The names of the Biblical collections are a bit unfortunate – we call the early Hebrew Scripture ‘the old testament,’ and it has a connotation like an old shoe, or the old ways, replaced by a more up to date New Testament.
But there’s really nothing new in the so-called New Testament, it’s a re-telling of the old, emphasizing the balance between the letter and the spirit, the literal and the … it’s a theological interpretation of the old.
This comes through in Paul’s letter to the Corinthians where he talks about love…the spirit…I Cor 13: “If I speak in the tongues of men and of angels, but have not love, I am a noisy gong or a clanging cymbal. And if I have prophetic powers, and understand all mysteries and all knowledge, and if I have all faith, so as to remove mountains, but have not love, I am nothing. If I give away all I have, and if I deliver my body to be burned, but have not love, I gain nothing. Love is patient and kind; love is not jealous or boastful; it is not arrogant or rude. Love does not insist on its own way; it is not irritable or resentful; it does not rejoice at wrong, but rejoices in the right. Love bears all things, believes all things, hopes all things, endures all things. Love never ends; as for prophecies, they will pass away; as for tongues, they will cease; as for knowledge, it will pass away. For our knowledge is imperfect and our prophecy is imperfect; but when the perfect comes, the imperfect will pass away. When I was a child, I spoke like a child, I thought like a child, I reasoned like a child; when I became a man, I gave up childish ways. For now we see in a mirror dimly, but then face to face. Now I know in part; then I shall understand fully, even as I have been fully understood. So faith, hope, love abide, these three; but the greatest of these is love.”

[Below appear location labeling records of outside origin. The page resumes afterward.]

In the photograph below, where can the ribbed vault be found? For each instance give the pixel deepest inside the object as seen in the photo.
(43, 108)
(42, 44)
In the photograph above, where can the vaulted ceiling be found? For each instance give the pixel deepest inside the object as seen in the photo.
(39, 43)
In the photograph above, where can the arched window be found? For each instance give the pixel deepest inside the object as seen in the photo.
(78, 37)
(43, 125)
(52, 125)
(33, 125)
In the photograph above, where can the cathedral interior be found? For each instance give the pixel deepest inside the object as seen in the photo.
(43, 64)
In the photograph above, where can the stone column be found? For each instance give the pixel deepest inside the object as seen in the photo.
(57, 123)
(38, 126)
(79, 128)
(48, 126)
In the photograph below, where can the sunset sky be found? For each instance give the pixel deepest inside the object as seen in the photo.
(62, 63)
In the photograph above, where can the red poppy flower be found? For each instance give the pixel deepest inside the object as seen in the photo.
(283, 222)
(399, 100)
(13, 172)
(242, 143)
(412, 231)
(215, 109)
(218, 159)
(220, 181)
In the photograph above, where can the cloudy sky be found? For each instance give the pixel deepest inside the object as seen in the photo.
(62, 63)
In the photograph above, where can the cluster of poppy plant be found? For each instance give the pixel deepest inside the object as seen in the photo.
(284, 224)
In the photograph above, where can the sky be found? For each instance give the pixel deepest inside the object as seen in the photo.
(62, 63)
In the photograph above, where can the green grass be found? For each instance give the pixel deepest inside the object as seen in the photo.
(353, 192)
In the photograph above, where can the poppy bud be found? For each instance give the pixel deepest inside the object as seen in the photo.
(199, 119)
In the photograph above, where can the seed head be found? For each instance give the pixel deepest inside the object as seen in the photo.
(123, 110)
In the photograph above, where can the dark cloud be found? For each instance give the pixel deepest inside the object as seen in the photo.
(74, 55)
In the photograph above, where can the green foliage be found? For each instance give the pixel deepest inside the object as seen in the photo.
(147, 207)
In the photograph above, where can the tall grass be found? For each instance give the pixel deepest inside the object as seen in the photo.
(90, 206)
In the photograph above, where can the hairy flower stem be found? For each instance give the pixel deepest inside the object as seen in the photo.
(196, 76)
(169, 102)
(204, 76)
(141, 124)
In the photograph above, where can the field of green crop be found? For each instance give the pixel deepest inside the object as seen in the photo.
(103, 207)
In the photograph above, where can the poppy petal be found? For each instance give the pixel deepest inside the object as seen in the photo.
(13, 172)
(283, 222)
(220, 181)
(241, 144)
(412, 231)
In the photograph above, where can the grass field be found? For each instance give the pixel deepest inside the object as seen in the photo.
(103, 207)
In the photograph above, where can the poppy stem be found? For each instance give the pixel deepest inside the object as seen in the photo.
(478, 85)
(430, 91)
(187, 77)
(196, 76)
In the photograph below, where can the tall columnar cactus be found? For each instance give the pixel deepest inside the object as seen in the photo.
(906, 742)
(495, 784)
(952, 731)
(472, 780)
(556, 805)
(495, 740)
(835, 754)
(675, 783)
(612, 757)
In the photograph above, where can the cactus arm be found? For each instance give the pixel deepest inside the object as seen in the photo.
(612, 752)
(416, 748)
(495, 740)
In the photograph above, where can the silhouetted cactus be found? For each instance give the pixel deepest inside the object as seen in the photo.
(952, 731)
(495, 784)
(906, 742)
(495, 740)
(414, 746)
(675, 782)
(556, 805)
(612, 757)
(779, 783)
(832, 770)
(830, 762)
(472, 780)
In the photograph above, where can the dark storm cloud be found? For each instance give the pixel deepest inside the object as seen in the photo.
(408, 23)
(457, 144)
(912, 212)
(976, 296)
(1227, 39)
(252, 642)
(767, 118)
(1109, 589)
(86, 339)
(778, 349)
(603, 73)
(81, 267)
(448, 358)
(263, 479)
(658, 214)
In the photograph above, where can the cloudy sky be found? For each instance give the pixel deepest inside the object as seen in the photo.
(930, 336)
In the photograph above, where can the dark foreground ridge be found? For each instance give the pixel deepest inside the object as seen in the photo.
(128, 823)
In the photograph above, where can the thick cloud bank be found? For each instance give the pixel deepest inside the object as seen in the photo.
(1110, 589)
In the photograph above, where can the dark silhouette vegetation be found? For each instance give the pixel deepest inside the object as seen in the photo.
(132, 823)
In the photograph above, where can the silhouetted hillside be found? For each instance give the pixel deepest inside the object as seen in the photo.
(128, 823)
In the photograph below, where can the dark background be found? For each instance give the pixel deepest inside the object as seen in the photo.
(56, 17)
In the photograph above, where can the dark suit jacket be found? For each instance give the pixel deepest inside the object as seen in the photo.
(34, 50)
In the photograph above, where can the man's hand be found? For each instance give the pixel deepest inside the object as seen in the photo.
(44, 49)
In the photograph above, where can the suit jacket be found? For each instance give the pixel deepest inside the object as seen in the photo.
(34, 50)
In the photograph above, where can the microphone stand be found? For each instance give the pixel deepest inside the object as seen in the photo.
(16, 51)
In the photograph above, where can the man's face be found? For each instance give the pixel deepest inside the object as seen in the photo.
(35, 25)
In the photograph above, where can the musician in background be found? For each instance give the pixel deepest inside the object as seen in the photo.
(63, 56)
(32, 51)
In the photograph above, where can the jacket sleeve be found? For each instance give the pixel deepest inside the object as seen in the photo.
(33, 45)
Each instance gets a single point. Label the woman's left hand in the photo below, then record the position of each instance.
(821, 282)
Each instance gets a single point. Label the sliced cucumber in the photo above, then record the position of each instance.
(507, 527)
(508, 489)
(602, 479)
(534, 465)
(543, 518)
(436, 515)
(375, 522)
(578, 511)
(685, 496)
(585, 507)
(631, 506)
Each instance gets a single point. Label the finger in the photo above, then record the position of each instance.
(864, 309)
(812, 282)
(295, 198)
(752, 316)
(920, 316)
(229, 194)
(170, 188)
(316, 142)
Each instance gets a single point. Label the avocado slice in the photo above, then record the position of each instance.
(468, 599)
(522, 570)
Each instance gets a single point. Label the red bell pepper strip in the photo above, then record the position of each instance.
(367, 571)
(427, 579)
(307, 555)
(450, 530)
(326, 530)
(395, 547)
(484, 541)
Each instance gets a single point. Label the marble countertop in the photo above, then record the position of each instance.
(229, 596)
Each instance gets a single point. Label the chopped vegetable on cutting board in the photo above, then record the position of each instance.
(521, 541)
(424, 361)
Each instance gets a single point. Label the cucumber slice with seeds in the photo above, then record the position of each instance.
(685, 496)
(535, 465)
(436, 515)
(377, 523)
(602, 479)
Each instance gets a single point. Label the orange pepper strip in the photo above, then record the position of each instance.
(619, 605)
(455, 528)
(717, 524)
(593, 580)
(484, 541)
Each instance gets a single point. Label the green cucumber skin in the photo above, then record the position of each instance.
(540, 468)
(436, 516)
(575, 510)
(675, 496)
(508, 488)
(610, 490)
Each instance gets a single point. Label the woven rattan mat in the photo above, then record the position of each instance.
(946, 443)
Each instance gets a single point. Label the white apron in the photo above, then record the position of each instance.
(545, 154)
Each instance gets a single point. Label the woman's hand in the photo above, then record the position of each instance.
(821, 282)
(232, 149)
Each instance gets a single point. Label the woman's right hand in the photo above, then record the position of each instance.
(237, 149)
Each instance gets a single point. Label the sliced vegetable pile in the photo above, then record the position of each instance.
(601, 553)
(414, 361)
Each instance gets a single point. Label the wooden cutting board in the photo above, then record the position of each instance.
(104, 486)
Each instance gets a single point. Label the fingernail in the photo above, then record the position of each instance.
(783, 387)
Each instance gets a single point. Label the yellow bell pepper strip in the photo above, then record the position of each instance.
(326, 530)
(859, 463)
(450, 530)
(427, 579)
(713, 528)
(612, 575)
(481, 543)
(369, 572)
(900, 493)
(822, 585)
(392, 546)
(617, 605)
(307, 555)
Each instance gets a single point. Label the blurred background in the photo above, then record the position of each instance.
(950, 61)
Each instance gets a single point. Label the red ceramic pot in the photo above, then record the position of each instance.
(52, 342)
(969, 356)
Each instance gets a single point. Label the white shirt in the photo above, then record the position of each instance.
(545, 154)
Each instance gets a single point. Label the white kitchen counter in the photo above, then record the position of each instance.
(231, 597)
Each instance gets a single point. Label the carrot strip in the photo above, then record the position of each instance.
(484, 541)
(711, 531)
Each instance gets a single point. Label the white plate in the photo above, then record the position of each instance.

The heart of our faith is what motivates us to work for social justice, to respond to other’s needs – it’s about compassion. There’s a limit to compassion, of course – one can easily get ‘compassion fatigue.’ So you have to step back, pull in, and take care of yourself.
Put your own oxygen mask on first!
The heart of our faith motivates our shawl ministry program; and a Small Group Ministry program; and the Circles of Care.
Our Sunday morning candle lighting touches the heart of our faith. Poetry, music and silent meditation touch the heart of our faith.
The heart of our faith is whatever gets us more in touch with their own heart and to have a pure heart, increasing the capacity to love.
It’s not complicated, but it is demanding.